Genome Sequence of Fowlpox Virus-Integrated Reticuloendotheliosis Virus from a Rio Grande Wild Turkey (Meleagris gallopavo intermedia).

We report the genome sequence of a nearly intact reticuloendotheliosis virus (REV) insertion within a field strain of fowlpox virus from a Rio Grande wild turkey in Gillespie County, TX. The proviral REV genome comprises 7,943 bp and contains partial long terminal repeats.

ANNOUNCEMENT

Fowlpox virus (FWPV) is a double-stranded DNA virus within the family Poxviridae that infects multiple avian species, including domestic poultry and wild birds (1). FWPV has two presentations: the cutaneous or dry form, in which lesions form on the nonfeathered areas of the legs, head, and body (2), and the diphtheritic or wet form, in which lesions form in the mucous membranes of the mouth and respiratory tract (2). Several FWPV vaccine and field strains contain integrated partial segments, or near or fully intact genomes, of the avian gammaretrovirus, reticuloendotheliosis virus (REV) (3, 4). In February 2018, a landowner in Gillespie County, TX, reported a Rio Grande wild turkey (Meleagris gallopavo intermedia) with pox-like lesions on the nonfeathered areas of the head and neck. A Texas Parks and Wildlife Department veterinarian collected lesion, liver, and blood samples. Histopathology gross findings by the Texas A&M Veterinary Medical Diagnostic Laboratory (College Station, TX) were compatible with the dry and wet forms of FWPV. DNA was extracted by excising 5-mm2 sections from a lesion, transferring them into 75 μl HotSHOT alkaline lysis reagent, and further homogenizing them by pestle. The sample was incubated at 95°C for 15 min and then cooled, and 75 μL of HotSHOT neutralization solution was added (5). To determine whether FWPV field isolate TSU-1029 contained an REV proviral genome insertion, PCR using Hot Start Taq 2× master mix (NEB; M0496L) and the heterologous primers REV env 7F and FPV 203 4R produced an appropriately sized 740-bp product (6), which was sequenced using the Sanger method. A BLASTn (https://blast.ncbi.nlm.nih.gov/) (7) query of the sequence against the nonredundant/nucleotide (nr/nt) database using MegaBLAST produced an alignment to the integration site of a previously sequenced REV-integrated fowlpox virus (GenBank accession number AF006064) (8).

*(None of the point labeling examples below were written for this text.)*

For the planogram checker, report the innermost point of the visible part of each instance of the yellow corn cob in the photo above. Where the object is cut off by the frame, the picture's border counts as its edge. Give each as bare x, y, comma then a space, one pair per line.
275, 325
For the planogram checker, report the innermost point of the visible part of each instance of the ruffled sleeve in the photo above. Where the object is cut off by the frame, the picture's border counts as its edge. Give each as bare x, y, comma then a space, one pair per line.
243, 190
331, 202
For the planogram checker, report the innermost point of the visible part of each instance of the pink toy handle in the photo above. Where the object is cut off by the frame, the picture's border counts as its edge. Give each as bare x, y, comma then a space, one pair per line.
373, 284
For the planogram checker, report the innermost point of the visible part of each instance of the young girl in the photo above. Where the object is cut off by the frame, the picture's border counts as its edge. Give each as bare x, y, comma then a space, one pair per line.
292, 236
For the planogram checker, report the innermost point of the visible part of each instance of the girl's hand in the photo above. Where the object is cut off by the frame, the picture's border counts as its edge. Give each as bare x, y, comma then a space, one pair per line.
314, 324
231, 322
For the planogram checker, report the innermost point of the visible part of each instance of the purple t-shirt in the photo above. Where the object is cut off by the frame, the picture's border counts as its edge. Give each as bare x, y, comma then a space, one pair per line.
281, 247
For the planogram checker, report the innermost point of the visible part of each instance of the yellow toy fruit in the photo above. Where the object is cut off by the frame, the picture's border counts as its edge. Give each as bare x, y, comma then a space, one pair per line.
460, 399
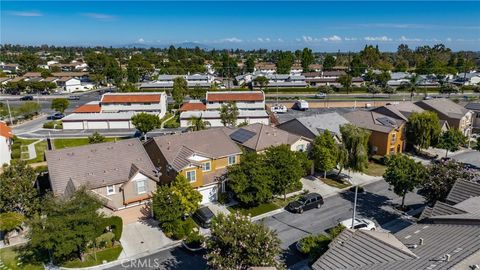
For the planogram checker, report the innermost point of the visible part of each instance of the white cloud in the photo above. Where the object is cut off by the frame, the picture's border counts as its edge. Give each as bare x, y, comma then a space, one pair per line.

A genomic sequencing library was prepared using KAPA HiFi HotStart ReadyMix (Roche; 07958927001) with the primers TR-1 and TR-2 (9), containing Illumina adapters to amplify the whole REV proviral insertion, flanked by the FWPV open reading frames (ORFs) 201 and 203. The resolved PCR product was excised, tagmented using the Nextera XT DNA library prep kit (Illumina; FC-131-1096), pooled, and sequenced using the MiSeq reagent kit v3 (600 cycles) (Illumina; MS-102-3003). Sequencing produced 4,238 total paired-end reads with a read length of 300 bp. The primer sequences and low-quality and short (<30 bp) reads were trimmed. A consensus sequence was assembled from the reference sequence found under GenBank accession number AF246698.2 (10) and the sequence reads using the CLC Genomics Workbench v6 assemble to reference tool (mismatch cost = 1; indels cost = 2; minimum fraction of similarity between reads and reference = 90%). A total of 92.4% of trimmed reads were mapped (average coverage, 50×). Genome annotation was performed using SeqBuilder Pro v17.2.1 to assign open reading frames and determine the long terminal repeats (LTRs). For analysis of the REV sequence, the annotated reference and consensus genome sequences were aligned using ClustalW in MEGA v11.011 (11), and the FWPV ORF 201 and 203 sequences were manually identified and trimmed. All tools were run with default parameters unless indicated. The proviral REV genome comprises 7,943 bp and has a 52.4% G+C content. BLASTn (nr/nt) searches displayed 7,942/7,943 and 7,937/7,943 nucleotide identities to nearly intact REV proviral genomes within the genomes of FWPV-SD15-670.2 (MH734528) and FWPV-MN00.2 (MH709124) from Merriam’s wild turkeys (Meleagris gallopavo merriami) (3). Compared to the full-length REV strain 104865 (KJ756349), this genome shared 7,940/7,943 nucleotide identities with single nucleotide polymorphisms at positions 3 and 7646 and an insertion at position 7. In addition, a 23-bp repeat was deleted at the 5′ end, and the 3′ long terminal repeat was truncated to 222 bp, producing partial LTRs.

Data availability.

The sequence has been deposited at GenBank under accession number OL857287 and the raw reads under SRA accession number SRX11820217.